THE emphasis is back on us in Part III. It is about how we live our lives, and how we prepare for our death. “I know that my redeemer liveth” sings the soprano, in the same key as the first recitative and aria (”Comfort ye” and “Every valley”) at the beginning of the piece.
”The trumpet shall sound and the dead shall be raised and we shall be changed” proclaims the bass in D major, with another backward glance to the recitative “Thus says the Lord”, and the aria “But who may abide” — both in Part I, and both in D minor. Christ is the comfort promised, and the answer to how we face judgement.

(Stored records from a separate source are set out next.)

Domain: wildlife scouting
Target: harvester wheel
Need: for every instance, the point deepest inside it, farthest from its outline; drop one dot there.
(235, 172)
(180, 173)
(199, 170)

The final chorus, “Worthy is the Lamb”, where we worship the Lord in majesty, is proceeded by the exquisite aria “If God be for us, who can be against us”. This is the sure, confident statement that we are saved, protected, and cared for.
Jennens, in his selection of texts for Messiah, assembles a powerful case for showing that we live in God, and he lives in us. In many ways, Messiah is more about us than it is about Christ. Handel amplifies Jennens’s choice of scripture, and, in Messiah, has created a piece of music that we can take to our hearts, and enjoy as our own statement of faith.
Andrew Carwood is the Director of Music at St Paul’s Cathedral.